She lived in Dyersburg and I have to admit that I didn't go see her as often as I should have. I made excuses of how busy I was and then I would tell myself that "you really need to go see her." I feel a little guilty and I am still trying to tell myself that she knew that I loved her and cared for her dearly. Friends of my grandmother have told me since her death how proud she was of my sister, myself, and her 5 great grandchildren. She would always show them new pictures of the kids and talk about how she loved them.

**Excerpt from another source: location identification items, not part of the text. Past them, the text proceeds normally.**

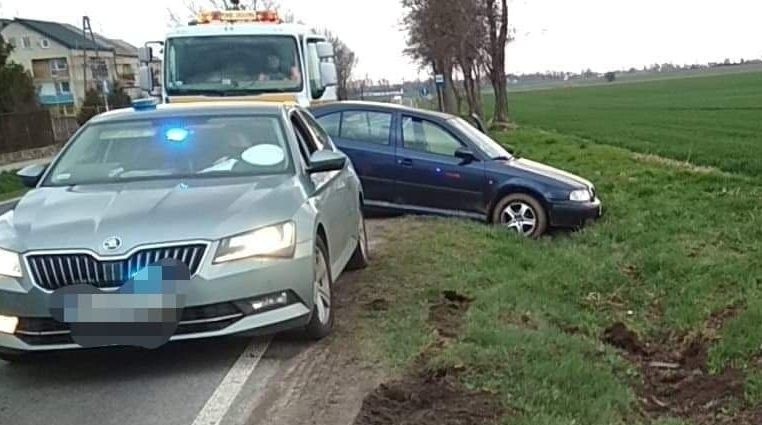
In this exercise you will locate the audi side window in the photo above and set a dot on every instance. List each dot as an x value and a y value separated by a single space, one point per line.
426 136
366 126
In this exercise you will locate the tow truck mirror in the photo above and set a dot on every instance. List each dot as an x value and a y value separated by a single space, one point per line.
324 50
146 78
328 74
145 54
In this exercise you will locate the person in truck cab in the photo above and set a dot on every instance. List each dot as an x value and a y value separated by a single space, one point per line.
274 70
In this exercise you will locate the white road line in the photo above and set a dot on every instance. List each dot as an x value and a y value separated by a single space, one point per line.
219 403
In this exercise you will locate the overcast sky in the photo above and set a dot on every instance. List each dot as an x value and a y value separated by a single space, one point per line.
561 35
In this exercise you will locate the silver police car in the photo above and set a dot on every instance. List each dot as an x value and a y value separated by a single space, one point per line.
247 208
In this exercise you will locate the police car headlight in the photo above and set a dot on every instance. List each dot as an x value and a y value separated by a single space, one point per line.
10 264
582 195
278 241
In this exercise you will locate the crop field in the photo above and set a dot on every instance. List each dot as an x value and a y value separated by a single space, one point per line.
651 316
712 121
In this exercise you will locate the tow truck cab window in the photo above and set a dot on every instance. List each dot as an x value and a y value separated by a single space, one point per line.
313 69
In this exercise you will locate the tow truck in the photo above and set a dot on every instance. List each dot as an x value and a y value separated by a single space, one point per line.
242 55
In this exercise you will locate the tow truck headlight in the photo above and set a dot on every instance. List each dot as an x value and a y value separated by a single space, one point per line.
10 265
582 195
278 241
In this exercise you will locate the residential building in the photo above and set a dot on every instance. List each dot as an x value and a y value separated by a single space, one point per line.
65 63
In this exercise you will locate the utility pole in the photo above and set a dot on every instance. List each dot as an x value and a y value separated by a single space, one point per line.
87 29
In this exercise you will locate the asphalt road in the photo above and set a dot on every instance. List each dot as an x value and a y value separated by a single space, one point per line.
207 382
117 386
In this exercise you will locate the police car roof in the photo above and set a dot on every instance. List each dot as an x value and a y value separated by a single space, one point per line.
192 109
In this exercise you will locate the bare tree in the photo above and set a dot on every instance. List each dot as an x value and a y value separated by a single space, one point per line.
449 35
432 41
496 12
345 59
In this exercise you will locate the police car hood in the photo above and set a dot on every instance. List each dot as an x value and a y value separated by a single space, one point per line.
141 213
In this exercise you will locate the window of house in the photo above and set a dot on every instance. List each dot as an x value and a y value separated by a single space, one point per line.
63 87
58 64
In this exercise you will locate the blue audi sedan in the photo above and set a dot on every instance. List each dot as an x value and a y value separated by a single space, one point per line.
423 162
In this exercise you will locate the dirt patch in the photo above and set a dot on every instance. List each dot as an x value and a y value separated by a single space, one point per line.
446 314
619 336
326 382
681 165
423 396
431 398
676 380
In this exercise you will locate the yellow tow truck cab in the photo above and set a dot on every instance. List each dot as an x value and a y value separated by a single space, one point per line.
243 55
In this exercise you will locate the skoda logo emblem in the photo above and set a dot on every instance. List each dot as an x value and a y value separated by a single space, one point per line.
112 243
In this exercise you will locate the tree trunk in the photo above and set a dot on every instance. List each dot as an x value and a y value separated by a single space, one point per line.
448 91
478 103
501 92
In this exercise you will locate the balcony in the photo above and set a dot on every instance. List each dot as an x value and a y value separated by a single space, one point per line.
127 79
56 99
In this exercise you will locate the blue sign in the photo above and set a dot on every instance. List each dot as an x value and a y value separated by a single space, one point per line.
439 79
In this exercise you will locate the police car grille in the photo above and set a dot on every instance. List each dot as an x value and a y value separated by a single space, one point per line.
54 271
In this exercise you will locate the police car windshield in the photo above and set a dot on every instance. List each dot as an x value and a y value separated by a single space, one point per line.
183 147
232 65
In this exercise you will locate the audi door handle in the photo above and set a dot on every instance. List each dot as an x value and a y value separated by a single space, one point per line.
405 162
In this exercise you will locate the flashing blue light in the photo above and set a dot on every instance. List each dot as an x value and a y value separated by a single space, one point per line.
177 135
145 104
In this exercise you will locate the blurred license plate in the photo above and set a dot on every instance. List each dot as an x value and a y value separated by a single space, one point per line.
120 308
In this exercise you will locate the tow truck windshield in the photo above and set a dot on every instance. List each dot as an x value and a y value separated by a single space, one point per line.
232 65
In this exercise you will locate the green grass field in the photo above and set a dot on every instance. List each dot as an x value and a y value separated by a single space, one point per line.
679 244
714 121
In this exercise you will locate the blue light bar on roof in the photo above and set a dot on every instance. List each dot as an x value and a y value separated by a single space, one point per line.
145 104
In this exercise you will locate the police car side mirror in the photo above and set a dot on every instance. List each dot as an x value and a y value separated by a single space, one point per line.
31 174
146 78
322 161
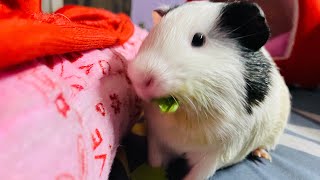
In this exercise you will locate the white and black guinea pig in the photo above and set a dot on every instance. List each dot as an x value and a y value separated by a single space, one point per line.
233 101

I am certainly not looking for any pity, I just wanted to post some of my feelings that I have been having the past few months. I guess I am just going through the steps of grieving. I miss my grandmother and her little quirks. I feel peace knowing that she has been reunited with her son (my daddy) in heaven. My mother said not too long ago, "I bet Sidney hasn't had a moment of peace since Granny arrived in heaven." How true this statement is....my grandmother was a talker and would tell you what she was thinking or feeling without even being asked. She certainly didn't hide her thoughts. I love you and miss you, Granny.
3 comments:
What a sweet tribute to "cousin Berenice." She was quite the character. Of course, as I told you in October, I have her to thank for even being here...since she introduced my grandparents.
We all know how much you loved your granny, and I'm sure she did, too. I think a lot about my grandparents, too, and every now and then I feel that they are still here... in one way or another! Maybe not in body, but in spirit...
I always loved hearing your stories about your Granny. She sounded like such a fun person to know. I'm so glad you have such great memories of her. I hope you're able to pass those memories and stories on to your kids. That would be a great way to honor her and keep her memory alive.